The reason for the decline in concentration was that the microorganisms of that time did not have enzymes to decompose the vast amount of fallen trees, and therefore the CO² absorbed by the trees was fixed and not returned to the atmosphere.
The fallen trees, without being decomposed, formed thick layers, which then carbonized into peat through heat and pressure.
Fortunately, by the Triassic period of the Mesozoic era, about 240 million years ago, microorganisms had acquired decomposing enzymes, and CO² concentration began to recover, reaching 2,500 ppm by the Jurassic period of the Mesozoic era, about 200 million years ago.

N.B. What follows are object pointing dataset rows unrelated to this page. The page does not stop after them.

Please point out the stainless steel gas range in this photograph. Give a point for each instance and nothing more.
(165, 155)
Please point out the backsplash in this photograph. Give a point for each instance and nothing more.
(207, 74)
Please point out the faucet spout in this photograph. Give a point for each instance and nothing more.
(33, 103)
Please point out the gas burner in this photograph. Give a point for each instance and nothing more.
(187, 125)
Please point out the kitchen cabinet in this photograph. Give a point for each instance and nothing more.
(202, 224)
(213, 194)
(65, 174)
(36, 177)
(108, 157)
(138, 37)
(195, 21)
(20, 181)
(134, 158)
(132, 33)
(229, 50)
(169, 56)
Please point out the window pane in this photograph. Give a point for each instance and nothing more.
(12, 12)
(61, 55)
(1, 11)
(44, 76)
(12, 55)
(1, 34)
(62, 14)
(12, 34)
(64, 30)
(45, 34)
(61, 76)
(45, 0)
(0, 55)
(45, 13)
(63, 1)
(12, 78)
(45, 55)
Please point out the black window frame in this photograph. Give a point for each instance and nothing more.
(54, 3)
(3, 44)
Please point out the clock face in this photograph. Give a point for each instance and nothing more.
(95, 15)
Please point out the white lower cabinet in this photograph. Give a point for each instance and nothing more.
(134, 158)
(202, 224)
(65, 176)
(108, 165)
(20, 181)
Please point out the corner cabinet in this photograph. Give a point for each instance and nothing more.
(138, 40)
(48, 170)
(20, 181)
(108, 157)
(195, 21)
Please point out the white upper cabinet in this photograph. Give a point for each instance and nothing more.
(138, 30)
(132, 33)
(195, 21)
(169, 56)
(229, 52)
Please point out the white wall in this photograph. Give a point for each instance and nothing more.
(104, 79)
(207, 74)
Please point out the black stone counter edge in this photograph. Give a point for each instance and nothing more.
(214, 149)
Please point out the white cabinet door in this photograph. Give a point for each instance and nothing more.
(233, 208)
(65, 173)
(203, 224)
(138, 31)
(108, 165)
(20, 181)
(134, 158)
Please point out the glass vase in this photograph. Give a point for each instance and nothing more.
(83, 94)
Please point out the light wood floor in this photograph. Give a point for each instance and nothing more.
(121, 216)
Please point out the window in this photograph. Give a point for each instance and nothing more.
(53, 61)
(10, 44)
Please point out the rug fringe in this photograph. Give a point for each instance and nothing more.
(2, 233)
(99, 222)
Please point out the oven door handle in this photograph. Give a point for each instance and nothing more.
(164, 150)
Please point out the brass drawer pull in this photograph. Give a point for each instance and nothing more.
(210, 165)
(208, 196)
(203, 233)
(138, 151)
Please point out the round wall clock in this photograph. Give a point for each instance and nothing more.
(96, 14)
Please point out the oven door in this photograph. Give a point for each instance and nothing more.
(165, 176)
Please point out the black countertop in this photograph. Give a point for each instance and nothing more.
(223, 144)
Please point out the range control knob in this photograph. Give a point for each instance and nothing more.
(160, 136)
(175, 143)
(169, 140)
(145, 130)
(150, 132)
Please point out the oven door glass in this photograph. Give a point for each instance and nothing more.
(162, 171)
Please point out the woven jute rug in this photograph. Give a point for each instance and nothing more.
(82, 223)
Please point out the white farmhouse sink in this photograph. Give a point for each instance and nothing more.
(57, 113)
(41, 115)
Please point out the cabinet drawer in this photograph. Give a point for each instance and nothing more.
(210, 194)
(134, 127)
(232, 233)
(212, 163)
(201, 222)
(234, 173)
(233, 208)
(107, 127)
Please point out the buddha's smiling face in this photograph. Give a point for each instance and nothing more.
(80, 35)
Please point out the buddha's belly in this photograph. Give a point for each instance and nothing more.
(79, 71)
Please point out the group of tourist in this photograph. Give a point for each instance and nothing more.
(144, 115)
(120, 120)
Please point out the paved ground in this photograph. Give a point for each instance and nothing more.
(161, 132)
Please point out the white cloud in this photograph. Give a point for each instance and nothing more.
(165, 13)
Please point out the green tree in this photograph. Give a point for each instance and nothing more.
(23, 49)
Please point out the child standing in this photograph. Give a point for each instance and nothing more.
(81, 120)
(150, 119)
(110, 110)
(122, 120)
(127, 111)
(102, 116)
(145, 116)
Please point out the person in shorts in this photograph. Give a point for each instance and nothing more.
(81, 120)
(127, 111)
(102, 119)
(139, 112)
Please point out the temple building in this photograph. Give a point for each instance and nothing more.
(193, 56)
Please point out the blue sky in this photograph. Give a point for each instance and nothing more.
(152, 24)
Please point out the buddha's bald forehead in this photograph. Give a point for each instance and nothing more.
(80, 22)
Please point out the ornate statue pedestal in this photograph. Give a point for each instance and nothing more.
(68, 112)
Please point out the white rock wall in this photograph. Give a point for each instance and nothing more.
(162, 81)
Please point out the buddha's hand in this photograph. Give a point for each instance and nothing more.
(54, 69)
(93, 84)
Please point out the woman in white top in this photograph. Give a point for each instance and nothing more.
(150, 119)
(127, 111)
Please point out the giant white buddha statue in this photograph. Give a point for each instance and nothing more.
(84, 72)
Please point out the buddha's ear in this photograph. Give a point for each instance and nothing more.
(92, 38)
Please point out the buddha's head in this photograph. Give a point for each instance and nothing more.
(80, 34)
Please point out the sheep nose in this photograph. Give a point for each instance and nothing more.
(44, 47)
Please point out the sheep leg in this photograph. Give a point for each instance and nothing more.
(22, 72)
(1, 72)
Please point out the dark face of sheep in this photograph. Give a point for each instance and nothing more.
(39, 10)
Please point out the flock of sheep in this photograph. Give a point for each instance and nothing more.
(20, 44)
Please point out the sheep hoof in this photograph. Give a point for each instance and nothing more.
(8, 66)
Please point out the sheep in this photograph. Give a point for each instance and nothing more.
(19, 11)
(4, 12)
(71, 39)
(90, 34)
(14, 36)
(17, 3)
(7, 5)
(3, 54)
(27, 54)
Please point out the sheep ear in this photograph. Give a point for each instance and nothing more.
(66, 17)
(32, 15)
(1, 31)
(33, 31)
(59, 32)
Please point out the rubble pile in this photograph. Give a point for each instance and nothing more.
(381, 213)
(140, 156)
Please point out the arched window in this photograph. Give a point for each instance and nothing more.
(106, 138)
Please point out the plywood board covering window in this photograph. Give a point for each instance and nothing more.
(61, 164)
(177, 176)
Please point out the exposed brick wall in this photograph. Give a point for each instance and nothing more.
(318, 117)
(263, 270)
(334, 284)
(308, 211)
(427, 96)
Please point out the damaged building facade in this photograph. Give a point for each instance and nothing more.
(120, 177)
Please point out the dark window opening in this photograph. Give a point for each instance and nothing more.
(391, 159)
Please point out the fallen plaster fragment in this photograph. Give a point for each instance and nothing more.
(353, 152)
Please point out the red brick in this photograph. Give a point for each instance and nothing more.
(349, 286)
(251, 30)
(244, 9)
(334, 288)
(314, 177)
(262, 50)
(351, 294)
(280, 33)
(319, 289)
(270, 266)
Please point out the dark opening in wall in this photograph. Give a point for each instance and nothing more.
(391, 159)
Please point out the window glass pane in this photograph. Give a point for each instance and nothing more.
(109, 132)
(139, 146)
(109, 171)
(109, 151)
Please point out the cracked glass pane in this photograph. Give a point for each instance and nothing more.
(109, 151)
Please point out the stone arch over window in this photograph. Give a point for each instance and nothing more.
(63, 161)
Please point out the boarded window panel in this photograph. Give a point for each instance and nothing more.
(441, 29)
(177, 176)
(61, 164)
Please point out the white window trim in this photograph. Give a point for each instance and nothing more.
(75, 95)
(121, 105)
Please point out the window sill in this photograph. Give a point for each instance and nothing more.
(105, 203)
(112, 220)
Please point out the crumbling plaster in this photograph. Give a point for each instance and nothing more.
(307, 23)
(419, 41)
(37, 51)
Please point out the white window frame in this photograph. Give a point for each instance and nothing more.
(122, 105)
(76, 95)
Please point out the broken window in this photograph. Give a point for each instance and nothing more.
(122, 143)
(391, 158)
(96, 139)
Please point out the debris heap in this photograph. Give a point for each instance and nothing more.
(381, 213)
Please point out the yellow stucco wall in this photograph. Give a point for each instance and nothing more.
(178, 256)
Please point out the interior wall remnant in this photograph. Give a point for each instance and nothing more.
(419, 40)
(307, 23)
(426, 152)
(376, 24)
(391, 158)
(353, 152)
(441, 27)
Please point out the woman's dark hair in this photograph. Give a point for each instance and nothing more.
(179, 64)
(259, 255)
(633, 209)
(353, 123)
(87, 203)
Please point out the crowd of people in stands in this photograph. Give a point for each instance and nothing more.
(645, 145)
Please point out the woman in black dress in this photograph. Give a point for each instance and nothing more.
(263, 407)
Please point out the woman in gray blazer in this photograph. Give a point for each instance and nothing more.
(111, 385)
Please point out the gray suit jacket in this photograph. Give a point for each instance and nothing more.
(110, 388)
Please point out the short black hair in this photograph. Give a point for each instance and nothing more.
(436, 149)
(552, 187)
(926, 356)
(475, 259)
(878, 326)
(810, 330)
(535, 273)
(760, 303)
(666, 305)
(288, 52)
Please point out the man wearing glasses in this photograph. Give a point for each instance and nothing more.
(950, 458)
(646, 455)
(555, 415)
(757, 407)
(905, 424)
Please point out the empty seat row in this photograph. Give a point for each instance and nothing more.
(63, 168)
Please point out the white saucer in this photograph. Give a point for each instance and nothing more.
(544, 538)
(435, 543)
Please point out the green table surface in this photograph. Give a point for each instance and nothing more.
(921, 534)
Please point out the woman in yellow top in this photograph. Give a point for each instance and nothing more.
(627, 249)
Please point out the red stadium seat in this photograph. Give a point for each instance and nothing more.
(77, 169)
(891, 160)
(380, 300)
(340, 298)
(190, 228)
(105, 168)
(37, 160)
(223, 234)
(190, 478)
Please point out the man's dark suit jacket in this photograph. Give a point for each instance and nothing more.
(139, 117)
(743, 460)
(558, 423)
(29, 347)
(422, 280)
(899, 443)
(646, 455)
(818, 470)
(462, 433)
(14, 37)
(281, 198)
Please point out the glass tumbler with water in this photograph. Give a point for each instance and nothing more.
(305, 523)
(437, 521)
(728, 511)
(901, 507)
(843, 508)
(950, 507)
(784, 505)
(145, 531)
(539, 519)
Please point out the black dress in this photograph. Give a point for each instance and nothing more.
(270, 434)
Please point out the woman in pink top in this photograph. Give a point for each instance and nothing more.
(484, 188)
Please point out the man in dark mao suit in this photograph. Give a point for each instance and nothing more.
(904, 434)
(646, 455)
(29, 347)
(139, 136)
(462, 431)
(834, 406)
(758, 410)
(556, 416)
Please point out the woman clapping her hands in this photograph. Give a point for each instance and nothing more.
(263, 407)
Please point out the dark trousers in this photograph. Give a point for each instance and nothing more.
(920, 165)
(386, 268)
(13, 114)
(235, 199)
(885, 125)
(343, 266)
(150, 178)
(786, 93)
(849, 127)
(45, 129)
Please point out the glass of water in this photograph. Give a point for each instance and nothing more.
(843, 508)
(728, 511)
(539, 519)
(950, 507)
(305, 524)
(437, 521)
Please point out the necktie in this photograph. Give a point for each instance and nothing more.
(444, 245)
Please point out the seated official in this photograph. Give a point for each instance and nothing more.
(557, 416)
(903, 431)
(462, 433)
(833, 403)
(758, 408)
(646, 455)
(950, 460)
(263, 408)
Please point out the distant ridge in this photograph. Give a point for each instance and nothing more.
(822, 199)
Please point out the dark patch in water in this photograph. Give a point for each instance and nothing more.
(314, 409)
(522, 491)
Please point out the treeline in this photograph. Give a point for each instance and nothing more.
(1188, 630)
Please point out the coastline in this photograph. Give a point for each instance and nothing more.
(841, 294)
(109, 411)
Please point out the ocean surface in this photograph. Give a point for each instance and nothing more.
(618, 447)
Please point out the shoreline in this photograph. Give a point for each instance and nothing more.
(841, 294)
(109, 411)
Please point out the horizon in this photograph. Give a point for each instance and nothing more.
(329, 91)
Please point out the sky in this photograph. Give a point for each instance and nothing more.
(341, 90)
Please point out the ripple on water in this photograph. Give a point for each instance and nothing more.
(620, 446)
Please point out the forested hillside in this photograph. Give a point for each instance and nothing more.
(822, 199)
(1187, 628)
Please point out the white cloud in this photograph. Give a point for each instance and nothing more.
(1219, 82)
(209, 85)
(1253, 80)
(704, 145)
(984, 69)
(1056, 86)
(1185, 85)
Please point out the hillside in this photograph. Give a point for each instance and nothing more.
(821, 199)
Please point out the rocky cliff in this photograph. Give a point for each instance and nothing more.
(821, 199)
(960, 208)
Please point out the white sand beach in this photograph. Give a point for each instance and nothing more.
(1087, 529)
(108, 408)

However, from the Cretaceous period, about 140 million years ago, it has continued to decline consistently, and Arctic ice-core drilling surveys have confirmed that 18,000 years ago it had fallen to 180 ppm.
It was just short of reaching 150 ppm, the lower limit for the survival of living organisms.
CO² dissolves easily in water.
As the temperature of seawater rose due to global warming, the dissolved CO² was released into the atmosphere.
It increased to 260 ppm ten thousand years ago, and to 280 ppm around the Industrial Revolution, and afterward, through the use of fossil fuels, it finally returned to 400 ppm.
Moore says:
“In the next ice age, there is a risk that the CO² concentration will fall below 180 ppm due to the decline in seawater temperature. If that happens, it will have to be supplemented by CO² emissions from human productive activity. If so, we may be able to secure enough CO² to maintain agricultural production.”
Moore further says:
“For plant growth, a CO² concentration of more than 1,000 ppm is necessary, and for most of Earth’s history the environment had such concentrations. If CO² emissions from human activity disappear, CO² may fall to the limit level of 150 ppm. Do believers in the CO² villain theory have a scenario to stop this? If it falls that far, plants will starve, and life will disappear from Earth.”
Around the time this paper appeared, America was in the middle of a presidential election.
Whether Trump read it or not, he had long referred to “the lie of global warming.”
“Global warming, the CO² villain theory, is a lie created by China in order to rob American manufacturing of its competitiveness,” he said in 2012.
Therefore, as soon as he became president, he withdrew from the Paris Agreement.
Japan was abused as a “fossil nation,” but it is better to know that dissenting views like Moore’s also exist.